The UST will receive warrants to purchase, upon net settlement, a number
of net shares of preferred stock of the QFI (the “Warrant Preferred”)
having an aggregate liquidation preference equal to 5% of the Preferred
amount on the date of investment. The initial exercise price for the
warrants shall be $0.01 per share or such greater amount as the charter
may require as the par value per share of Warrant Preferred. The UST
intends to immediately exercise the warrants.

Term:

10 years

Exercisability:

Immediately exercisable, in whole or in part.
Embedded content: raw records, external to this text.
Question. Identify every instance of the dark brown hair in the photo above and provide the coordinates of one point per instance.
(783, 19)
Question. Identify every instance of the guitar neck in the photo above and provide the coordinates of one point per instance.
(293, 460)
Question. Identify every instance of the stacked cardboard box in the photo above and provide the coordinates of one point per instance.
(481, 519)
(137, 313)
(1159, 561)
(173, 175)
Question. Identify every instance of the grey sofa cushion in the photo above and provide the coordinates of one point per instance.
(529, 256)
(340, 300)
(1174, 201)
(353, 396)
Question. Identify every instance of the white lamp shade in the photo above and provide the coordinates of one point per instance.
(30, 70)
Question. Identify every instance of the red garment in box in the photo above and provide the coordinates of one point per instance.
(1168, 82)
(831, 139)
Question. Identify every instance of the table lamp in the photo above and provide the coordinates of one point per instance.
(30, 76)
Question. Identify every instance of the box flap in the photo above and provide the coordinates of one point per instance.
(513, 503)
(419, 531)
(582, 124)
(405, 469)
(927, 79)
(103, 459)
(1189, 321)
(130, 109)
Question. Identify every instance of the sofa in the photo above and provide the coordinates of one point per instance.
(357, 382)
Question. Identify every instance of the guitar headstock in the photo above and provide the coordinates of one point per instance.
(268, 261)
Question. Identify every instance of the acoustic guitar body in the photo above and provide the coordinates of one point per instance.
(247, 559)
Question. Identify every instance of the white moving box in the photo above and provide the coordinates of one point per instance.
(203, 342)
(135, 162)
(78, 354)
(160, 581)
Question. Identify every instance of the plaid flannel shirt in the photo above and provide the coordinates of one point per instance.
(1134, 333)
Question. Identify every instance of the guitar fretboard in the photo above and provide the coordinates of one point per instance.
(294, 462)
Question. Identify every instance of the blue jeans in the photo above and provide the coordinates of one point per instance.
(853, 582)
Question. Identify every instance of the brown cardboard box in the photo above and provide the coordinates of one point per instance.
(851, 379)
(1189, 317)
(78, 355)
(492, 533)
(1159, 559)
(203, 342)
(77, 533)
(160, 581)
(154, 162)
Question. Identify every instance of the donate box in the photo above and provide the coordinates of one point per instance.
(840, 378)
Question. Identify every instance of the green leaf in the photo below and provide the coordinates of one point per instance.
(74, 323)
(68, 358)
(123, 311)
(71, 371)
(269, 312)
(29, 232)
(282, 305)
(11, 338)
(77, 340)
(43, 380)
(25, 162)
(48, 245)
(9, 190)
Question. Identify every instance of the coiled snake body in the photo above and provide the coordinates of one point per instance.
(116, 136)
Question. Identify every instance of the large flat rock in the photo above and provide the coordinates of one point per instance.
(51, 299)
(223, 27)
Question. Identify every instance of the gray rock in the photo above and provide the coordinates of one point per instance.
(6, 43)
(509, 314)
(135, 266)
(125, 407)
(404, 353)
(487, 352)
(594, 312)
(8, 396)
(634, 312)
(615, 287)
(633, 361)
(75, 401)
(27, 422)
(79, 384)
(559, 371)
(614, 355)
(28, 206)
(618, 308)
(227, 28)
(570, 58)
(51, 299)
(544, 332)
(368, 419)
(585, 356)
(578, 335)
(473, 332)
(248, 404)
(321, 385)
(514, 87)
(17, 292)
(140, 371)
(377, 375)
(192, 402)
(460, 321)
Warrant Preferred: The Warrant Preferred shall have the same rights, preferences, privileges,
voting rights and other terms as the Preferred, except that (1) the Warrant
Preferred will pay dividends at a rate of 9% per annum and (2) the
Warrant Preferred may not be redeemed until all the Preferred has been
redeemed.
Transferability:

The warrants will not be subject to any contractual restrictions on transfer
or the restrictions of any stockholders’ agreement or similar arrangement
that may be in effect among the QFI and its stockholders at the time of this
investment or thereafter; provided that the UST shall not effect any
transfer of the warrants or underlying Warrant Preferred which would
require the QFI to become subject to the periodic reporting requirements
of Section 13 or 15(d) of the Exchange Act.
If the QFI otherwise becomes subject to the periodic reporting
requirements of Section 13 or 15(d) of the Exchange Act, the QFI will file
a shelf registration statement covering the warrants and the Warrant
Preferred underlying the warrants as promptly as practicable and, if
necessary, shall take all action required to cause such shelf registration
statement to be declared effective as soon as possible. In addition, the
UST and its transferees shall have piggyback registration rights for the
warrants and the Warrant Preferred underlying the warrants. Subject to
the above, the QFI shall take all steps as may be reasonably requested to
facilitate the transfer of the warrants or the Warrant Preferred.